“A world without love is a deadly place.” – Helen Fisher
Its almost Valentine’s Day and love is the topic of the hour. Every commercial, every song, every store window has turned its theme toward love. This morning, we want to share the love with you, but from a different angle than the typical Valentine’s Day perspective.
This morning I want to share what I believe to be the secret behind the CARE for AIDS program…you guessed it! Love.
I was privileged to have been in Kenya for a few weeks this past December for our annual staff retreat. During the three day retreat we worshipped together, ate together, danced together and celebrated a year of incredible growth throughout the organization. There was one afternoon at the retreat, though, that I will never forget. We were all gathered in a conference room at the hotel where we were staying in Kenya and there was a 30 minute window before lunch. We had just discussed spiritual disciplines and one of the staff members wanted to take some time to go around the room and share stories of loss from the previous year so that the group could mourn together.
I will admit that I found the suggestion to be extremely uncomfortable at first- I am very bad at corporate mourning and am generally the person who prefers to lighten the atmosphere, but as I listened to each person in the room describe the loss of clients, I started to realize how truly beautiful each counselor-client relationship in CARE for AIDS really is.
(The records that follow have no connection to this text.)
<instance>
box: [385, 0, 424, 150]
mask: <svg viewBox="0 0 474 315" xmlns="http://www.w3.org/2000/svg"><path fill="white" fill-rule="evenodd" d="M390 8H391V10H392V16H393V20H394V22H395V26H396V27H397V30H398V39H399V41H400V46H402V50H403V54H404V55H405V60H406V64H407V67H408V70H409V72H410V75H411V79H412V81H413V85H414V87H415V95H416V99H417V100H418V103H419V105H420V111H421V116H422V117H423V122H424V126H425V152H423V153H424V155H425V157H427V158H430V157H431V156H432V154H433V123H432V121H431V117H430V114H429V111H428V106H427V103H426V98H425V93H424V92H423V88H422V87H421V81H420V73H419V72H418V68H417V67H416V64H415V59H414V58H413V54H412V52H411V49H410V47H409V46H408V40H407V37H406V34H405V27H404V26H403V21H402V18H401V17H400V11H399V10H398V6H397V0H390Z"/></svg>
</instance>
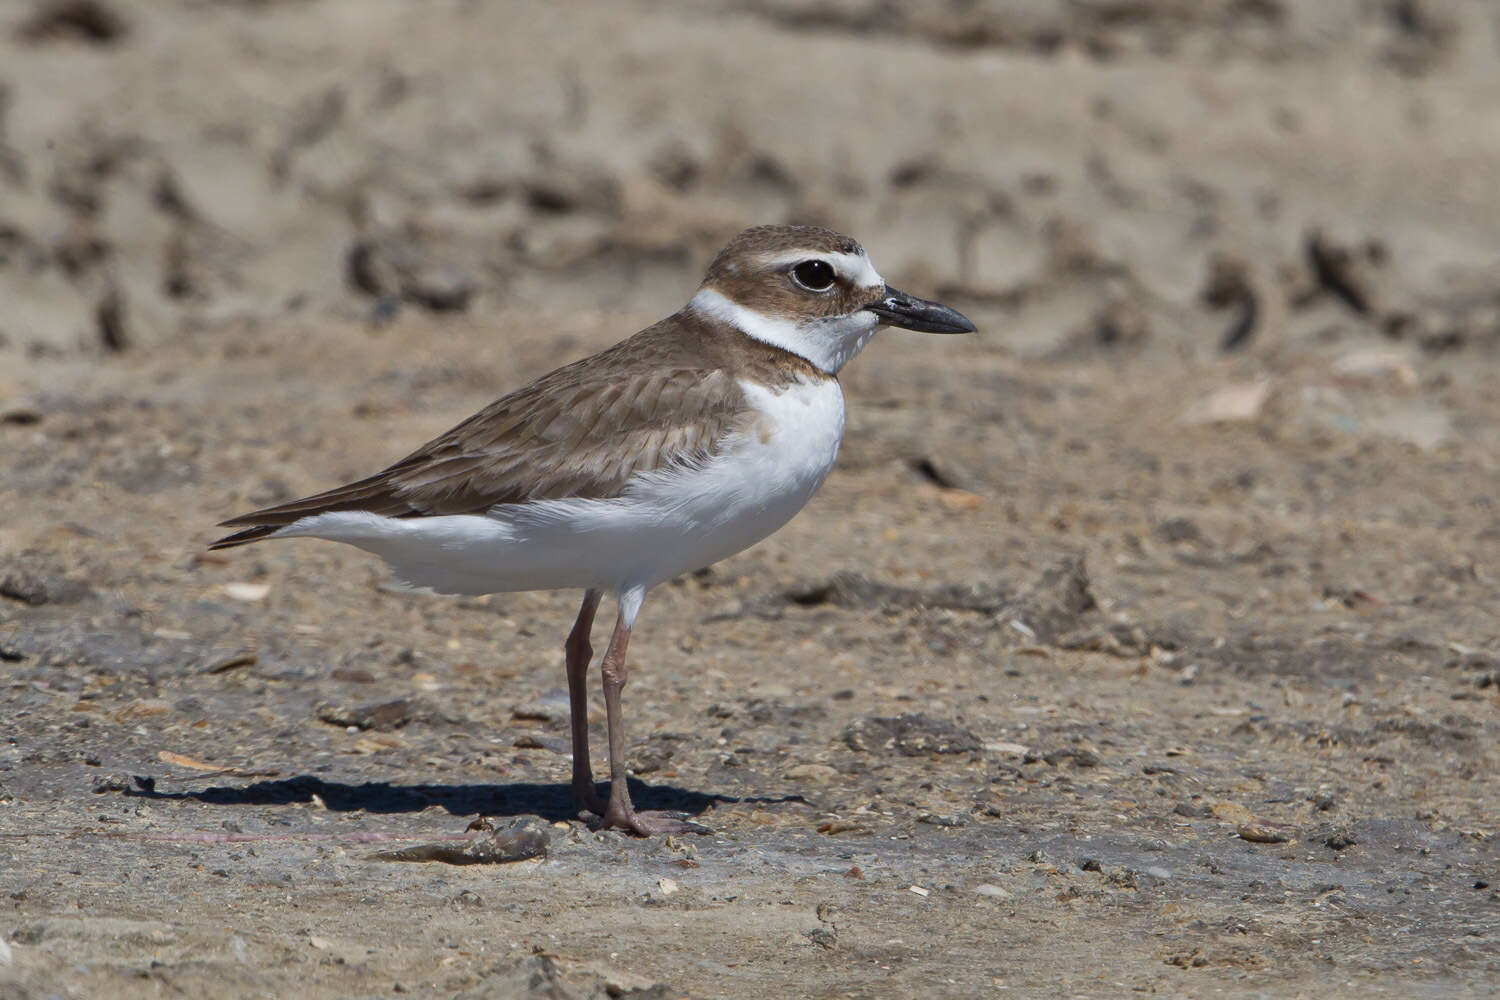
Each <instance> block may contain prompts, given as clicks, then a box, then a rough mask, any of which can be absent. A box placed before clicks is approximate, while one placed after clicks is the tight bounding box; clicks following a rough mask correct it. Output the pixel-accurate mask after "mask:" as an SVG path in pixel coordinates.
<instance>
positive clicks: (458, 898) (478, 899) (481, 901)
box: [449, 889, 484, 910]
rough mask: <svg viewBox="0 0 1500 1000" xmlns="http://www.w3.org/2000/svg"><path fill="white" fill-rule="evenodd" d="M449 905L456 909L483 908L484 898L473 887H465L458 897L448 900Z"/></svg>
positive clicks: (458, 909)
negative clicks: (448, 901)
mask: <svg viewBox="0 0 1500 1000" xmlns="http://www.w3.org/2000/svg"><path fill="white" fill-rule="evenodd" d="M449 906H452V907H453V909H455V910H483V909H484V900H481V898H480V895H478V894H477V892H474V891H472V889H463V891H462V892H459V894H458V895H456V897H453V898H452V900H449Z"/></svg>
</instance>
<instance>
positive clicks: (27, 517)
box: [0, 0, 1500, 997]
Many staff members cried as they told stories of clients who had passed away while in the program, and they so beautifully mourned with each other over each loss. For that 30 minutes, we were no longer team members or co-workers- we were family members, and the clients we talked about and prayed for were part of that family.
When you meet our counselors in Kenya it is so clear to see that CARE for AIDS is not a job- its a labor of love, and I believe that its that love that makes all the difference. If there is anything I have learned from my faith, its that love can save a life, and we see that happening in Kenya every day.